Alden has gained notoriety for prioritizing profit over purpose in community papers—“Alden Global Capital may pretend it is saving journalism, but repeating a lie does not make it true. We believe the hedge fund has done more to hurt American journalism than any single force in the last decade.” Below are some key takeaways from the report:

  • Alden’s MNG, then known as Digital First Media (DFM), purchased the Orange County Register in March 2016, folding it into its Southern California News Group. Later that year, it sold the Register’s headquarters. It initiated employee buyouts in 2017.[39] The SCNG cut its newsroom staff in half between 2016 and 2018.[40] The Register stopped reviewing local theater productions in May 2018 due to short staffing.[41] In May 2019, the SCNG began outsourcing copy editing and page design to the Philippines.[42]
  • DFM acquired The Boston Herald out of bankruptcy in February 2018, at which time Nieman Journalism Lab director Joshua Benton remarked, “just short of setting the place on fire, being bought by Digital First is about the worst outcome possible. It’s less the Herald being saved than the Herald being stripped for parts.”[43] Since the purchase, NewsGuild-CWA representation has dropped from 108 to 25 workers.[44] The paper laid off another 11 workers in late June 2020.
  • Alden bought The Reading Eagle from a bankruptcy court in May 2019 and proceeded to terminate the entire workforce (221 employees), requiring employees to re-apply for their jobs.[45] (140 jobs were retained.[46]) Then in April 2020, 19 workers at the Eagle were laid off.[47]
  • In February 2020, MediaNews Group (MNG) bought a small family chain of 11 papers in Minnesota, most of them weeklies. In April, MNG announced it would close the Eden Prairie News and Lakeshore Weekly News in Minnesota.
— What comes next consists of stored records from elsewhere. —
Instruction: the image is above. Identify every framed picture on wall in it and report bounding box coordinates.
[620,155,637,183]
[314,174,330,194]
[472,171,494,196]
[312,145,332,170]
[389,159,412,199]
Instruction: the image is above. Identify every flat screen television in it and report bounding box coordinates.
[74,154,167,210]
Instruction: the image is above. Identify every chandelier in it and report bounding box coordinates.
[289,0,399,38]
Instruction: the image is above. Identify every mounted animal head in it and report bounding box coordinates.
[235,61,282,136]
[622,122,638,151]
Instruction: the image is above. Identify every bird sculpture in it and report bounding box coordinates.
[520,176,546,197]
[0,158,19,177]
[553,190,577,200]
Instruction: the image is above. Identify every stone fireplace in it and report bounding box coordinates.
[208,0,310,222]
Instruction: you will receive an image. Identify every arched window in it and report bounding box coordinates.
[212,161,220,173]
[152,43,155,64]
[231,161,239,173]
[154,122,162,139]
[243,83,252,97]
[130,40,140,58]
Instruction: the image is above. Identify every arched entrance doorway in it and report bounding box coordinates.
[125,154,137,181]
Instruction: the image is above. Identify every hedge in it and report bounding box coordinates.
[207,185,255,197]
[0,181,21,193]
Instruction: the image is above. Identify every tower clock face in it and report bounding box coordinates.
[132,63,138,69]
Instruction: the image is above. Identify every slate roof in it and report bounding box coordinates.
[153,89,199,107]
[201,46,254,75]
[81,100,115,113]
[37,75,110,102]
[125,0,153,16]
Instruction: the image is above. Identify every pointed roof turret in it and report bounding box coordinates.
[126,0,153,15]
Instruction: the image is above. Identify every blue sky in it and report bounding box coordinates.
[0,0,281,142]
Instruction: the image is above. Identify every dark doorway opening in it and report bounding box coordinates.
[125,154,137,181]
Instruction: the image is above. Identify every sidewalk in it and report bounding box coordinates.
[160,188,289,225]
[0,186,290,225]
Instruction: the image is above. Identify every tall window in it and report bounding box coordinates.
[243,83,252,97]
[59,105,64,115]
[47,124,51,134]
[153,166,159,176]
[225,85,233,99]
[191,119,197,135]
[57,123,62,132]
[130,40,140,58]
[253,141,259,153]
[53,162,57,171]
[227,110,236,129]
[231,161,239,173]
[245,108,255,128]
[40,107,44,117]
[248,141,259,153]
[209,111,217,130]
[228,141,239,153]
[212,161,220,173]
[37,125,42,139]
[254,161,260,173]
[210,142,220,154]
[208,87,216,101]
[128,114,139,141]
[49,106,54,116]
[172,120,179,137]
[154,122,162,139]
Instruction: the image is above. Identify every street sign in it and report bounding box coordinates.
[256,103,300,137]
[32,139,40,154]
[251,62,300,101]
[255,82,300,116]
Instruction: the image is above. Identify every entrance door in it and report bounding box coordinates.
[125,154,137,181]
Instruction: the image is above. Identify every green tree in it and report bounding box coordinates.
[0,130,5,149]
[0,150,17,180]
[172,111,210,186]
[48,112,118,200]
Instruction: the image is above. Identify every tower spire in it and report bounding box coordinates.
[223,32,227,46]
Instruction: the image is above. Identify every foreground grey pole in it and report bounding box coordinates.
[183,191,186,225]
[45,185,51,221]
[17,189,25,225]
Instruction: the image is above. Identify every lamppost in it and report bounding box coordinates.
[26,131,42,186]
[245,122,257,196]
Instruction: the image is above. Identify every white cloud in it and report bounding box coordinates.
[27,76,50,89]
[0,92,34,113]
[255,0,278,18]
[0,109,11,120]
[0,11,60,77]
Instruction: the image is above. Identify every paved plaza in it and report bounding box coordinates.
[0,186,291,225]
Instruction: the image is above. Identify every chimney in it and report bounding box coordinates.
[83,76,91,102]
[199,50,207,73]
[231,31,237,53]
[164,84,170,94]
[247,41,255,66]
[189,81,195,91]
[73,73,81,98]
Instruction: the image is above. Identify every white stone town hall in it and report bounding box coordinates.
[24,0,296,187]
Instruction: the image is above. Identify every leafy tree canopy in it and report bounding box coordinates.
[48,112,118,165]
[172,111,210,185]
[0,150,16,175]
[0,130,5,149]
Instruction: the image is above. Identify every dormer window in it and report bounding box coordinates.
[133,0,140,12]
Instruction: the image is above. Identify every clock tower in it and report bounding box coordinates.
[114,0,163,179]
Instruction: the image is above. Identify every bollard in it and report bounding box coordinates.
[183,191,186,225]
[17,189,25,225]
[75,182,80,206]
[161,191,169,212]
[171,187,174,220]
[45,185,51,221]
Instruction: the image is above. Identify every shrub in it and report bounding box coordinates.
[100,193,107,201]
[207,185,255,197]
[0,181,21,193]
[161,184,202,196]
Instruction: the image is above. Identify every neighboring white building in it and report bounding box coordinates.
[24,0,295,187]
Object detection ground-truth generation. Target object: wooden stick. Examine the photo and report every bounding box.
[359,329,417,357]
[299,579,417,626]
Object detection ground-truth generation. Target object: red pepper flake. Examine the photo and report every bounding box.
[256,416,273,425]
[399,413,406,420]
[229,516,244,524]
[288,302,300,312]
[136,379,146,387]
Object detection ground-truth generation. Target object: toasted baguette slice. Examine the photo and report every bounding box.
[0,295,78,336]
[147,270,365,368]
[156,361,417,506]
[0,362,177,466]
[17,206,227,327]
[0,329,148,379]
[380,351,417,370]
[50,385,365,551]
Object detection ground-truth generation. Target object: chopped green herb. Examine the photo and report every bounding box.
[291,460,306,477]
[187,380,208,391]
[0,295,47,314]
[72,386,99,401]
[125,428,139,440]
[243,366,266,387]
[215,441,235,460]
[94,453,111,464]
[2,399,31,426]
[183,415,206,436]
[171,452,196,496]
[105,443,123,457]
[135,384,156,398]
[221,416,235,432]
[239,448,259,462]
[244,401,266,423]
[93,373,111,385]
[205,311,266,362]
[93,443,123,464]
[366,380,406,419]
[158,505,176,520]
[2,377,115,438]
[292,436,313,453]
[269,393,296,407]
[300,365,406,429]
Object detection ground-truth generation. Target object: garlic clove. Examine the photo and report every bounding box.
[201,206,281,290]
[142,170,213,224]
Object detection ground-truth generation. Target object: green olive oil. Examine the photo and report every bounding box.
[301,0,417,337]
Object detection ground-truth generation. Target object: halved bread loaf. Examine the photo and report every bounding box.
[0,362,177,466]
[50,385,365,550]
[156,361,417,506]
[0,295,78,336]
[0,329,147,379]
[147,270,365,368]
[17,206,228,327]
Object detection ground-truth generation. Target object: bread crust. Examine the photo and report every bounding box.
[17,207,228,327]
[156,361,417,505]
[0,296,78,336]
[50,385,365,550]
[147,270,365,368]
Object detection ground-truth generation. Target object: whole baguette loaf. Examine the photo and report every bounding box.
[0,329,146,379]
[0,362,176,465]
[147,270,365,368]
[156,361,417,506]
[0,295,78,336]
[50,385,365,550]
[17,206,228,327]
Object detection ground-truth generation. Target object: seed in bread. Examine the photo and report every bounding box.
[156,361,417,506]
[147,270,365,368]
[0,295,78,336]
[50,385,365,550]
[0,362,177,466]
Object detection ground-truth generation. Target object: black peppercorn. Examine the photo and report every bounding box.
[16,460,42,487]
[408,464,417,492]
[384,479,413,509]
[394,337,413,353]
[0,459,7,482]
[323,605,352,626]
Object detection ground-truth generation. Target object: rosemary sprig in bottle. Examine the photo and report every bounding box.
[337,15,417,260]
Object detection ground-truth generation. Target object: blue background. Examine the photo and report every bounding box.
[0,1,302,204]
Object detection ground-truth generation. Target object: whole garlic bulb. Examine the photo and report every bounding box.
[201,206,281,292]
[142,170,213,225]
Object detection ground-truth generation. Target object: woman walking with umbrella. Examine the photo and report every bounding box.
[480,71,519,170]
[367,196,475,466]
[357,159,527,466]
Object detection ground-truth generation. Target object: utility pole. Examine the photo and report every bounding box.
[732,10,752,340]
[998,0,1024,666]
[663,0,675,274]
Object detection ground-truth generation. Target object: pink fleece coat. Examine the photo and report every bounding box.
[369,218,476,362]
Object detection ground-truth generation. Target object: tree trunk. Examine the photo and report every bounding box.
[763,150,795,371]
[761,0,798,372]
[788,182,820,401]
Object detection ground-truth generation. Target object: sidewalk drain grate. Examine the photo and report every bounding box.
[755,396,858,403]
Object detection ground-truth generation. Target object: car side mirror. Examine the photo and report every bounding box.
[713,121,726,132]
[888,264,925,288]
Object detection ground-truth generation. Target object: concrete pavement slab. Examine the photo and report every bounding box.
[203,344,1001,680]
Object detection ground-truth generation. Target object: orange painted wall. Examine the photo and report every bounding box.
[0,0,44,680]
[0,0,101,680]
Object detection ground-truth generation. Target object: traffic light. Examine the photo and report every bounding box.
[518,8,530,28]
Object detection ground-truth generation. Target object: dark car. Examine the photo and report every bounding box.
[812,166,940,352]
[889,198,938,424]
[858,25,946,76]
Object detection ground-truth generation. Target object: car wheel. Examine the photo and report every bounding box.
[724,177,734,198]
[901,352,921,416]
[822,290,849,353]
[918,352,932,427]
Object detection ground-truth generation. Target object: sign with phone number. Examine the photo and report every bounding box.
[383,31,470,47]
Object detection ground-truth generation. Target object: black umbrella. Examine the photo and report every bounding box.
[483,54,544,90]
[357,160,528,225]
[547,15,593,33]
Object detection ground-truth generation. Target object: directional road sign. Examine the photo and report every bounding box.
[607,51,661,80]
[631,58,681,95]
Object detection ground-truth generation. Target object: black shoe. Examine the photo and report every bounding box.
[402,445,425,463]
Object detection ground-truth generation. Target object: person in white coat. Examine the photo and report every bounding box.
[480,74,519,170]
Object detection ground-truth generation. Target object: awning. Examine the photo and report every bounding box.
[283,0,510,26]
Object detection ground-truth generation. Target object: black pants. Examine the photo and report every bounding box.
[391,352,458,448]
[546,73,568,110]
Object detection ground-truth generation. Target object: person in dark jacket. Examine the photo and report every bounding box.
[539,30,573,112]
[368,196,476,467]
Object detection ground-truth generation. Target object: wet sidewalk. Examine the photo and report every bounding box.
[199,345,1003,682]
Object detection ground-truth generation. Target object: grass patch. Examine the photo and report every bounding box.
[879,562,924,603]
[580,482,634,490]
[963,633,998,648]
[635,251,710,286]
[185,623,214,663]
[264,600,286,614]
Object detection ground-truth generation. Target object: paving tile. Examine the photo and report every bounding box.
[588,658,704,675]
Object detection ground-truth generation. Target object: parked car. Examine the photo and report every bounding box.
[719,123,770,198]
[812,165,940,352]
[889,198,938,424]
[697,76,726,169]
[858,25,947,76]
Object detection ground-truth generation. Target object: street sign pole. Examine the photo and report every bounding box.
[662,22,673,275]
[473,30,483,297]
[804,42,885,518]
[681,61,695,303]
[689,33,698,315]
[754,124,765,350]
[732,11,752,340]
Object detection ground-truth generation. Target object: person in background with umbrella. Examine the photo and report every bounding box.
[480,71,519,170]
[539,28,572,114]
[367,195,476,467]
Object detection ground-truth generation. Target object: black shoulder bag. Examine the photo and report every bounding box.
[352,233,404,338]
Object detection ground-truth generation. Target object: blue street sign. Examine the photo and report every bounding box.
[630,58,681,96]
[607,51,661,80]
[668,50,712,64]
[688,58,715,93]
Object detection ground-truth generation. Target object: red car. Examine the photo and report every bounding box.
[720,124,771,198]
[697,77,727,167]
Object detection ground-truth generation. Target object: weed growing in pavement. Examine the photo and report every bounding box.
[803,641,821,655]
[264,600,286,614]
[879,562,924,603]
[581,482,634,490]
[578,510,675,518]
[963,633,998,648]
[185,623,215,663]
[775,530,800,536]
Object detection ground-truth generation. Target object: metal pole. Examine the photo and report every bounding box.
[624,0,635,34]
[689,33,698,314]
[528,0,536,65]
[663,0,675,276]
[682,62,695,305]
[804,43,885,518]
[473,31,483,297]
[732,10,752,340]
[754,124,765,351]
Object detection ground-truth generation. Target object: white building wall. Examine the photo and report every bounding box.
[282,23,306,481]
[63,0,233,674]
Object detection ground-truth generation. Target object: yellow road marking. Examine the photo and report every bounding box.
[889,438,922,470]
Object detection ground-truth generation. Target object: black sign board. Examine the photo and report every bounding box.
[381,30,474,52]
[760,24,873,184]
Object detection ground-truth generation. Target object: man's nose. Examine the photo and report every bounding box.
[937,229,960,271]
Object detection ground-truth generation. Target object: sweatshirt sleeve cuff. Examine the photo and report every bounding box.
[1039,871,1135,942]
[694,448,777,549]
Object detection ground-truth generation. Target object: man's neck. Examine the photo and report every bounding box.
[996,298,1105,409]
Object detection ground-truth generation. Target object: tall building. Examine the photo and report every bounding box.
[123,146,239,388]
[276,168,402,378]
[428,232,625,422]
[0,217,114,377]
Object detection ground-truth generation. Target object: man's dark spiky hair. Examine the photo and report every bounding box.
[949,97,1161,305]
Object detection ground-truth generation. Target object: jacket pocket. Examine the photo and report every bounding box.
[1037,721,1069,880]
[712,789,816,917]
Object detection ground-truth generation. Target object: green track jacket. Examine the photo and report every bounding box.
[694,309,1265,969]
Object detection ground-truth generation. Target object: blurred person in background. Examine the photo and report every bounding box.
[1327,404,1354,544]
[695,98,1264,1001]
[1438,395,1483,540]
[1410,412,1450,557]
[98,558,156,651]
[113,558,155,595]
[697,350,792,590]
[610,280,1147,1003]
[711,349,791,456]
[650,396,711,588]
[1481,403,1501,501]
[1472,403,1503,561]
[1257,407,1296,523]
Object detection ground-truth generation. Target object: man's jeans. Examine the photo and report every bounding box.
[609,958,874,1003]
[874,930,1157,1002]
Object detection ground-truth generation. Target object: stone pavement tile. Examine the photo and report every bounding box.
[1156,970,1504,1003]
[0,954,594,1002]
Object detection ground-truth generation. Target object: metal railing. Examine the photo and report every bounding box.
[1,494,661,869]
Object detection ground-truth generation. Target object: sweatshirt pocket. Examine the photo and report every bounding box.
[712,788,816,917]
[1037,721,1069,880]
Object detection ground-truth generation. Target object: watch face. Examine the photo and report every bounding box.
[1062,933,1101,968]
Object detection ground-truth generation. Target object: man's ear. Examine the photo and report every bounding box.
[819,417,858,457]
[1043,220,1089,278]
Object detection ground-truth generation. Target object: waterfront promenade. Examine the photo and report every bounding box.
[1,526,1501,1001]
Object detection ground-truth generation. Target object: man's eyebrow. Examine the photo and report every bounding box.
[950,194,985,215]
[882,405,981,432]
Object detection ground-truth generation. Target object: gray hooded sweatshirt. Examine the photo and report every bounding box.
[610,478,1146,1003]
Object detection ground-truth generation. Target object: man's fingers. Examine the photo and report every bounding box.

In addition to cutting jobs ruthlessly, Alden also uses the assets of newspapers it buys to enrich itself. In April 2019, The Washington Post reported that Alden took the unusual step in 2013 of investing nearly $250 million in assets from MNG Enterprises employees’ pensions into hedge funds that Alden controlled.[53] Alden’s actions with regard to MNG Enterprises employees’ pensions may have run afoul of the Employee Retirement Income Security Act (ERISA). The Department of Labor launched an investigation.[54]